Writing an Effective Problem Statement

Concept Overview

  • Transition to Action
    • The team has completed earlier research/synthesis stages and is now "ready to write a problem statement."
    • Emphasis on the importance of this moment: “It’s the moment we’ve been waiting for. Drumroll, please.”
  • Core Definition
    • A problem statement is a clear description of a specific user’s needs that the design team will address.
    • It aligns the entire team on which user problem to focus on, ensuring everyone pursues a common goal.

Desired Qualities of a Strong Problem Statement

  • Human-Centered
    • Focused on a real user and their lived experience.
  • Balanced Scope
    • Broad enough to leave room for creative solution space.
    • Narrow enough that it can realistically be solved by a design intervention.

Simple Four-Part Formula

  1. User’s Name
  2. Short Description of the User’s Characteristics
  3. Clearly Stated User Need
  4. Insight (Why the User Has That Need)

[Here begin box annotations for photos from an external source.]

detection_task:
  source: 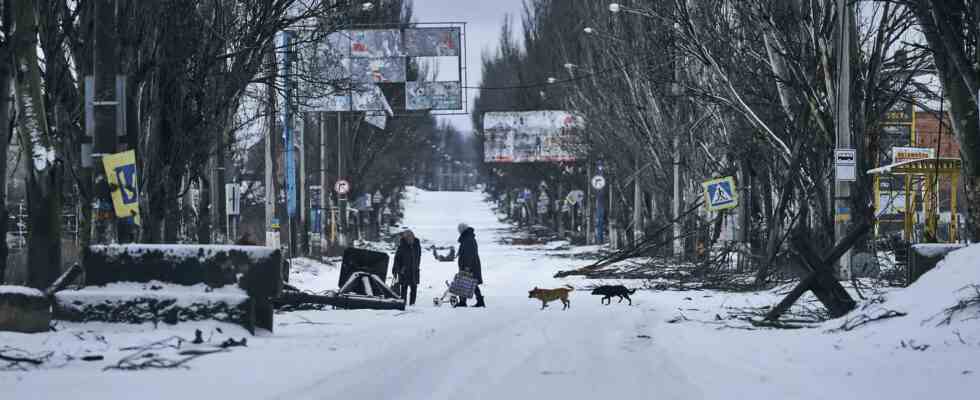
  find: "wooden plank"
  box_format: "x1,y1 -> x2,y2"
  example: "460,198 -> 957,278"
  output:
765,272 -> 817,321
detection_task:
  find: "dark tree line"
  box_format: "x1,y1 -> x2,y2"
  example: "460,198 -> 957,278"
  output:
473,0 -> 964,283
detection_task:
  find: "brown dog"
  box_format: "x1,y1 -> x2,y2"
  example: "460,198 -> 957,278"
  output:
527,285 -> 575,310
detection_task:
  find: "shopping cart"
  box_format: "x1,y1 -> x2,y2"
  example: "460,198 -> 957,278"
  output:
432,272 -> 476,307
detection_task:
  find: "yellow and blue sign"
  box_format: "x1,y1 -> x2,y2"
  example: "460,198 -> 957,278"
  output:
701,176 -> 738,211
102,150 -> 140,225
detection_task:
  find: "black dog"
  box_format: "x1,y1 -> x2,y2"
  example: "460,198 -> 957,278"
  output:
592,285 -> 636,305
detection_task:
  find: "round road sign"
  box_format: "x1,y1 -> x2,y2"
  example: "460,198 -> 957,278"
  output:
333,179 -> 350,194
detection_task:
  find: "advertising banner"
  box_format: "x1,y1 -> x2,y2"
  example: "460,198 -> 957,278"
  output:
483,111 -> 585,163
102,150 -> 140,225
405,28 -> 460,57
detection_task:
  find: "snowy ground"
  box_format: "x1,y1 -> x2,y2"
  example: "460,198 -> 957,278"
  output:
0,191 -> 980,400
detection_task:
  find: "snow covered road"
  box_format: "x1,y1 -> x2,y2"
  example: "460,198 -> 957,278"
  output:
0,190 -> 980,400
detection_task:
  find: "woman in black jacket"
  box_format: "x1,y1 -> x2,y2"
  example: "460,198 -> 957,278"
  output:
456,223 -> 487,307
391,230 -> 422,305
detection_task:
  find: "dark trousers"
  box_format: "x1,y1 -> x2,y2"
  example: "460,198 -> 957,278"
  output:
399,284 -> 419,305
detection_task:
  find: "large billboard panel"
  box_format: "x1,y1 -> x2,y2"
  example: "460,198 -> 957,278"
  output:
405,81 -> 463,110
351,84 -> 394,114
350,57 -> 405,83
308,93 -> 351,112
483,111 -> 585,163
405,28 -> 460,57
347,29 -> 405,58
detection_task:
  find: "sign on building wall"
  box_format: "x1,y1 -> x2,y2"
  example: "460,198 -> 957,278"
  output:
102,150 -> 140,225
892,147 -> 936,164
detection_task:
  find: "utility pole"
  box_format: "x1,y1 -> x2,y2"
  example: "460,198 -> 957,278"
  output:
317,112 -> 330,256
89,0 -> 129,243
585,158 -> 595,244
671,132 -> 684,257
834,1 -> 856,279
265,40 -> 279,247
633,157 -> 643,246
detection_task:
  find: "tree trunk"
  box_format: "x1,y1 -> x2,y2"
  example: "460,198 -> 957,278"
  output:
0,4 -> 13,285
197,178 -> 211,244
13,0 -> 62,289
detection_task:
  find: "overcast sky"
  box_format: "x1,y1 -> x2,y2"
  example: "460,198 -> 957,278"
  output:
415,0 -> 523,131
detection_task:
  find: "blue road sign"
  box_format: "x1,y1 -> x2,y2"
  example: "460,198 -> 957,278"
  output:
701,176 -> 738,211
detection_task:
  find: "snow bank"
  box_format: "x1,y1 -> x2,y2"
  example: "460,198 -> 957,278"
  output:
886,244 -> 980,326
912,243 -> 965,258
92,244 -> 276,262
55,281 -> 248,307
0,285 -> 44,297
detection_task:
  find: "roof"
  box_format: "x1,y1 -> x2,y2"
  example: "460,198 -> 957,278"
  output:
868,157 -> 963,175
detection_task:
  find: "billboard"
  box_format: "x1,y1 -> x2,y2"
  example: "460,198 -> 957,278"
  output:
351,84 -> 394,114
312,27 -> 465,114
405,28 -> 460,57
878,125 -> 912,166
350,57 -> 405,83
347,29 -> 405,58
102,150 -> 140,225
892,147 -> 936,164
405,81 -> 463,110
483,111 -> 585,163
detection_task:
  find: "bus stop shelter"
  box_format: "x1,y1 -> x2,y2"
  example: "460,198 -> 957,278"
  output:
868,158 -> 963,243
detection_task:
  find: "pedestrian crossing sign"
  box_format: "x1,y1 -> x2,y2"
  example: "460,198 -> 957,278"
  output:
701,176 -> 738,211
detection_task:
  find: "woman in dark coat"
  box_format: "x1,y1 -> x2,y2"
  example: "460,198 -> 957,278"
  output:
456,223 -> 486,307
391,230 -> 422,305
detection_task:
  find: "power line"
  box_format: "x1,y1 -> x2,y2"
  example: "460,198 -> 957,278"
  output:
463,54 -> 663,90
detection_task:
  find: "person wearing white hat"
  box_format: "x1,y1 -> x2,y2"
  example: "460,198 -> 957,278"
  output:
456,222 -> 486,307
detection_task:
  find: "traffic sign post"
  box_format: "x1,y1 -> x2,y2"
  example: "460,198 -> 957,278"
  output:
834,149 -> 857,182
333,179 -> 350,196
592,175 -> 606,190
701,176 -> 738,211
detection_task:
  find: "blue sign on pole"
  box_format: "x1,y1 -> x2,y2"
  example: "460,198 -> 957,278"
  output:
593,160 -> 608,243
701,176 -> 738,211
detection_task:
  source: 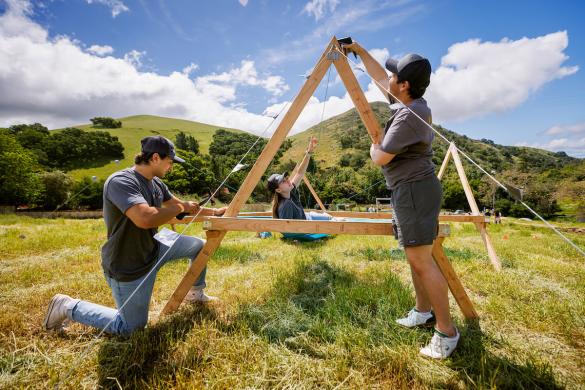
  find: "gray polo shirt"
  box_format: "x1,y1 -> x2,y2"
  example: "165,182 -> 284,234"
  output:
102,168 -> 172,282
278,186 -> 307,219
380,98 -> 435,189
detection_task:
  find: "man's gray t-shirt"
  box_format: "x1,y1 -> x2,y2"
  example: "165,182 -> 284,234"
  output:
278,186 -> 307,219
380,98 -> 435,189
102,168 -> 172,282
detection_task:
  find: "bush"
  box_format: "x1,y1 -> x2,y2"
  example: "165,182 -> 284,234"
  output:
90,116 -> 122,129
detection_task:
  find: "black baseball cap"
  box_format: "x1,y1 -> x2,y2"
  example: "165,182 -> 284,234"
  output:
386,54 -> 431,92
140,135 -> 185,163
268,172 -> 288,192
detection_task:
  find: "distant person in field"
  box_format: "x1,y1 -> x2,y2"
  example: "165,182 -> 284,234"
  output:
343,43 -> 459,359
44,136 -> 226,335
268,137 -> 333,222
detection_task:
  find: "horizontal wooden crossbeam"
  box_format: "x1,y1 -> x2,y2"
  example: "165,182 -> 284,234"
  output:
169,210 -> 486,224
203,217 -> 450,237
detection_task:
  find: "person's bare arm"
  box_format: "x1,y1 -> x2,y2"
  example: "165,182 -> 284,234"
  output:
341,42 -> 390,97
291,137 -> 317,187
125,202 -> 187,229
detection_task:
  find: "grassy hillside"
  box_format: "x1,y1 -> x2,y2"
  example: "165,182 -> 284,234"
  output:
281,102 -> 578,172
0,215 -> 585,389
59,115 -> 240,179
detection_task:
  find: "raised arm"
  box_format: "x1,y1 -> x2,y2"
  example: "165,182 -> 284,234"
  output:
291,137 -> 317,187
341,42 -> 390,99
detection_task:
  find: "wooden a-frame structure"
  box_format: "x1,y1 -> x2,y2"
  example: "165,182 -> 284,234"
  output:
162,37 -> 474,319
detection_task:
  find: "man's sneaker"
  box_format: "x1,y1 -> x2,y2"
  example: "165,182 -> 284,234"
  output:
43,294 -> 74,330
396,308 -> 437,328
185,287 -> 219,303
420,328 -> 459,359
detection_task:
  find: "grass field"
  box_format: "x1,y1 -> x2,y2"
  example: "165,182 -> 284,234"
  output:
0,216 -> 585,389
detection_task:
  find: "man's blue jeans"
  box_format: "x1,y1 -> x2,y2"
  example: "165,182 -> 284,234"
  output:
67,236 -> 207,335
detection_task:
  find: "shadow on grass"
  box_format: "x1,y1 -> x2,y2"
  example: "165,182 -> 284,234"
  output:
98,305 -> 231,389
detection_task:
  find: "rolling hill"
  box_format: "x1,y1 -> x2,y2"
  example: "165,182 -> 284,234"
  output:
64,115 -> 242,179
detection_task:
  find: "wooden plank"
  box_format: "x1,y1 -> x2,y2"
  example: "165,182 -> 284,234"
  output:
475,222 -> 502,272
437,143 -> 453,180
161,231 -> 226,315
225,37 -> 337,217
303,175 -> 327,211
203,217 -> 450,237
328,211 -> 485,222
333,42 -> 383,144
169,210 -> 485,225
433,237 -> 479,320
163,37 -> 337,314
451,144 -> 479,215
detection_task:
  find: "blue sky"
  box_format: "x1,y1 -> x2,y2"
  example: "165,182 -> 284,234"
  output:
0,0 -> 585,157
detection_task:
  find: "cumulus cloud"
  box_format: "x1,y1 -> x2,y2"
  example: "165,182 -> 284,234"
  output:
303,0 -> 339,20
516,136 -> 585,158
0,4 -> 288,132
86,0 -> 130,18
544,122 -> 585,135
183,62 -> 199,76
425,31 -> 579,122
87,45 -> 114,56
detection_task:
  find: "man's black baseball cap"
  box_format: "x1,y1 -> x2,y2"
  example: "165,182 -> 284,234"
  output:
386,54 -> 431,92
140,135 -> 185,163
268,172 -> 288,192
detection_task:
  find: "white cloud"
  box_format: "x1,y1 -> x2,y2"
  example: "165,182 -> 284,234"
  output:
0,4 -> 288,132
544,122 -> 585,135
516,137 -> 585,158
303,0 -> 339,20
86,0 -> 130,18
87,45 -> 114,56
182,62 -> 199,76
124,50 -> 146,69
425,31 -> 579,122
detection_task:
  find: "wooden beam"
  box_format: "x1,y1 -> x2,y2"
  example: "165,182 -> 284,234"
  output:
449,143 -> 479,215
303,175 -> 327,211
437,143 -> 453,180
433,237 -> 478,320
475,222 -> 502,272
333,41 -> 383,144
169,210 -> 485,225
163,37 -> 337,314
203,217 -> 450,237
161,231 -> 226,315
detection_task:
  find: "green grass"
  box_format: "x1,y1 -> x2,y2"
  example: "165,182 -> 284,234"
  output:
0,216 -> 585,389
62,115 -> 245,179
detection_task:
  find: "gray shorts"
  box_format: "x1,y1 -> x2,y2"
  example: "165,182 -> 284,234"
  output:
392,175 -> 443,247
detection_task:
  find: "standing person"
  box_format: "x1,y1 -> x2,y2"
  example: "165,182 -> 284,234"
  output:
343,43 -> 459,359
44,136 -> 226,336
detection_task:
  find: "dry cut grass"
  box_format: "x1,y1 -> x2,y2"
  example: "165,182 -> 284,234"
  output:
0,216 -> 585,389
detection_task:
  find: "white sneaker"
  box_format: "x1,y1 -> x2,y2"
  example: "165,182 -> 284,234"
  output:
396,308 -> 436,328
185,287 -> 219,303
43,294 -> 75,330
420,328 -> 459,359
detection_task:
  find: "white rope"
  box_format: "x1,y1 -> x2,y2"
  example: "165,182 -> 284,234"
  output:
55,52 -> 338,389
335,47 -> 585,257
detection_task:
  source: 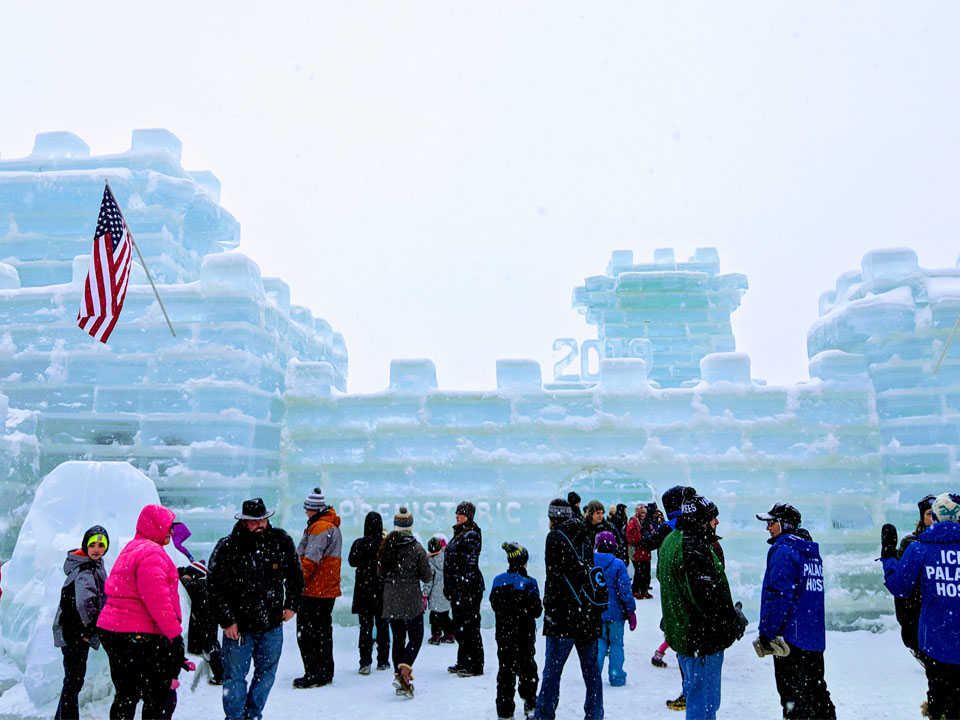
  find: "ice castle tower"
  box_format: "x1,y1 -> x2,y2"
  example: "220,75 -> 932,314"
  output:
0,130 -> 347,557
573,247 -> 747,387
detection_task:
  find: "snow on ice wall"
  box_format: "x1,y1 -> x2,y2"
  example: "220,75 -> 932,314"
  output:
283,248 -> 960,625
0,130 -> 347,556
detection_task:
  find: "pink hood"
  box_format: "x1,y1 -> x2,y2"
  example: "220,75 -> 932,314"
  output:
97,505 -> 183,639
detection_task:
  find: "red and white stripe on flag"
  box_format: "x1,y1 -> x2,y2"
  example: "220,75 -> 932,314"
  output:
77,185 -> 133,343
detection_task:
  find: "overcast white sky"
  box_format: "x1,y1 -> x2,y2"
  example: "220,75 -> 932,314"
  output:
0,0 -> 960,392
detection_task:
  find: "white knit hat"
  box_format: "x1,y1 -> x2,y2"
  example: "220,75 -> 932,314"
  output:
930,493 -> 960,522
303,488 -> 327,510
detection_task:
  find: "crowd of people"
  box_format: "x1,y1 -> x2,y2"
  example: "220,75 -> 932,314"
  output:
45,486 -> 960,720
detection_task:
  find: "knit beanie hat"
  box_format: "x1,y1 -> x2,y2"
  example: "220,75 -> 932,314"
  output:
393,506 -> 413,532
303,488 -> 327,512
930,493 -> 960,522
427,535 -> 447,552
597,530 -> 617,553
547,498 -> 573,520
80,525 -> 110,555
500,542 -> 530,568
456,500 -> 477,520
583,500 -> 607,518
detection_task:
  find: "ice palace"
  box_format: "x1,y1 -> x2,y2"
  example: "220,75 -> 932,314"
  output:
0,130 -> 960,716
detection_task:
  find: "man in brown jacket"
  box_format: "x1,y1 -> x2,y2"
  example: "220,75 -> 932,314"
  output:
293,488 -> 343,688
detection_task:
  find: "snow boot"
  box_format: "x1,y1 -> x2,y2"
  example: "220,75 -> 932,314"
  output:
667,693 -> 687,710
393,663 -> 413,698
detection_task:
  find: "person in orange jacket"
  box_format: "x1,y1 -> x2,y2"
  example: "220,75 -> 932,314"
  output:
293,488 -> 343,689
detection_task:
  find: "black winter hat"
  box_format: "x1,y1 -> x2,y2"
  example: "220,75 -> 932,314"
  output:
80,525 -> 110,555
757,503 -> 800,529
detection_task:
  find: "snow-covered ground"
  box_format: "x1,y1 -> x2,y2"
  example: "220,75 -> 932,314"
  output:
0,588 -> 926,720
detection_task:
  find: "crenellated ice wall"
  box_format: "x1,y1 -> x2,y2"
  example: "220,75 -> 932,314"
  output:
0,130 -> 347,557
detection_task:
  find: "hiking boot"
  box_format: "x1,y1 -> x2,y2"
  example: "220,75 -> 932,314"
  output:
293,675 -> 330,690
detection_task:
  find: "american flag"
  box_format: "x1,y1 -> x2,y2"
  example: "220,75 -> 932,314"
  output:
77,185 -> 133,343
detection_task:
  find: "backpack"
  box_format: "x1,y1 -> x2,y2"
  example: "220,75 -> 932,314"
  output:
557,530 -> 610,611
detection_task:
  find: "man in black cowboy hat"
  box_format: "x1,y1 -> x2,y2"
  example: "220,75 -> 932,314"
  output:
207,498 -> 303,718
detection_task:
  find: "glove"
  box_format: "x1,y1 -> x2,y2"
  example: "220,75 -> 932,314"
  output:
880,523 -> 897,559
733,601 -> 752,640
753,635 -> 790,657
169,635 -> 187,678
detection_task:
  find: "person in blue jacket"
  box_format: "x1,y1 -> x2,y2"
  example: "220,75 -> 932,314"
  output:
880,493 -> 960,718
757,502 -> 837,720
593,532 -> 637,687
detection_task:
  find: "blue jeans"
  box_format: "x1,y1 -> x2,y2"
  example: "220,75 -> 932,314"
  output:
222,625 -> 283,720
677,650 -> 723,720
534,636 -> 603,720
597,620 -> 627,687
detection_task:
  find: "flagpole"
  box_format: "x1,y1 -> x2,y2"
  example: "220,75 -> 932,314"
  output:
933,317 -> 960,375
104,179 -> 177,337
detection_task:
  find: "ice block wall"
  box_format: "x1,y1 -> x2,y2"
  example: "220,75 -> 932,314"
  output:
807,248 -> 960,528
573,247 -> 747,387
0,130 -> 347,557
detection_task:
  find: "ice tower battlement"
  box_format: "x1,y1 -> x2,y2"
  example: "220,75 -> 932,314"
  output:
573,247 -> 747,387
0,130 -> 347,557
0,129 -> 240,287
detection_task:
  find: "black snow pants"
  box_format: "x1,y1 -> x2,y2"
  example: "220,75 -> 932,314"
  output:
773,645 -> 837,720
923,654 -> 960,718
497,643 -> 540,717
297,597 -> 334,683
99,629 -> 177,720
357,612 -> 390,667
53,642 -> 90,720
450,597 -> 483,675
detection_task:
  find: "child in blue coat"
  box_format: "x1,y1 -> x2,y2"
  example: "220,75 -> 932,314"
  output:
490,542 -> 543,718
53,525 -> 110,720
593,532 -> 637,687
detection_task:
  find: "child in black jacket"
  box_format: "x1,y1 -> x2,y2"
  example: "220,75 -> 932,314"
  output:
53,525 -> 110,719
490,543 -> 543,718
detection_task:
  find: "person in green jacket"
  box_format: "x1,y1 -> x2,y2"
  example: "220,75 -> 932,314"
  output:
657,488 -> 743,720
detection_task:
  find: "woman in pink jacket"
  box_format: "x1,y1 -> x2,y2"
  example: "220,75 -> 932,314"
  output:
97,505 -> 184,720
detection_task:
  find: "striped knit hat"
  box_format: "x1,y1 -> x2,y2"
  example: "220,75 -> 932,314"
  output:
303,488 -> 327,511
930,493 -> 960,522
393,506 -> 413,532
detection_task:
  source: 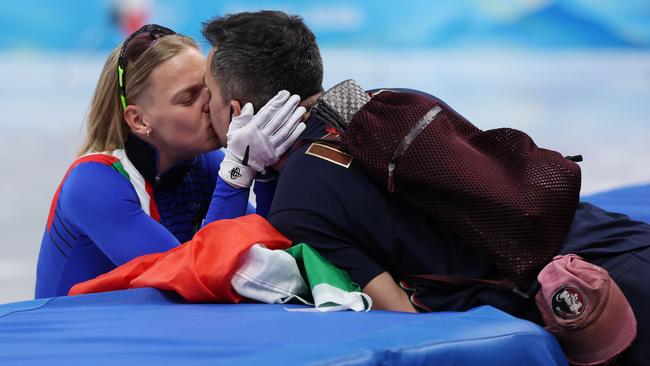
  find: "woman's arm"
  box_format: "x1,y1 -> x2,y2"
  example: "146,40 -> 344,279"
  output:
59,163 -> 179,265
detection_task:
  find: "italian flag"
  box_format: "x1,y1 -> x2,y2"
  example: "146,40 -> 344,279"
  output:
231,244 -> 372,312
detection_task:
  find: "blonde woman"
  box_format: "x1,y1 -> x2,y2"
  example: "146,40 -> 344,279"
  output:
36,25 -> 304,298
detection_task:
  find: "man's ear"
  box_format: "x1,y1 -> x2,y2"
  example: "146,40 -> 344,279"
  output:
124,104 -> 151,136
230,99 -> 241,118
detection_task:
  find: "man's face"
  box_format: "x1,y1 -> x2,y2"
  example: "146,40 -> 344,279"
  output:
204,48 -> 232,146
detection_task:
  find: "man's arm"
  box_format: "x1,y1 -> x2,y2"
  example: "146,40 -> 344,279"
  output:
363,272 -> 418,313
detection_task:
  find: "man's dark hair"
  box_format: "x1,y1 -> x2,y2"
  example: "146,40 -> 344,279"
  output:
203,11 -> 323,110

Using the Formula (Walk-through Example)

  • Name: Amal
  • Characteristic: He’s an athlete.
  • Need: He wants to sign up for a workout class.
  • Insight / Why: The workout classes are filling up quickly.
  • Constructed Statement (implied): “Amal, an athlete, needs a way to sign up for a workout class because classes are filling up quickly.”

What We Learn / Why It Matters

1. Establishing Goals

  • The statement tells us what the user truly needs.
  • A clear, concise goal unifies the design team’s attention and energy.

2. Revealing Constraints

  • Highlights what is preventing the user from meeting the need (e.g., fully booked classes).
  • These constraints inform design boundaries and priorities.

3. Defining Deliverables

  • Helps anticipate what tangible or digital artifacts will be produced (e.g., a sign-up flow, calendar integration, wait-list system).

4. Creating Benchmarks for Success

  • Sets measurable criteria for knowing when the problem is solved.
  • Analogy: Opening a door—success is obvious when you can see what’s behind it.
  • Even complex projects should aim for equally straightforward success metrics.

Practical / Real-World Relevance

  • Teams that skip or mishandle problem statements risk scope creep, ambiguous responsibilities, and misaligned solutions.
  • A well-crafted statement accelerates decision-making in ideation, prototyping, and testing because everyone references the same guiding text.

Ethical & Philosophical Considerations

  • Human-centered framing prevents solution-first bias (building something flashy that no one needs).
  • Honors the principle of empathy in design thinking—start with the user’s reality, not our assumptions.

Connections to Earlier / Foundational Content

  • Builds directly on prior user research (interviews, observations, empathy maps).
  • Serves as the necessary bridge to subsequent phases: ideation → prototyping → testing.

Recap / Cheat-Sheet

  • Problem Statement = Name + Characteristic + Need + Insight.
  • Must be human-centered, broad-yet-solvable, and a single source of truth for the team.
  • Enables clear goals, constraints, deliverables, success metrics.
  • Example shorthand: “Amal, an athlete, needs to sign up for a workout class because spots fill up fast.”

Memorize that formula and keep it visible during ideation. If your brainstormed solutions don’t map back to the statement, refine either the solution or the problem statement.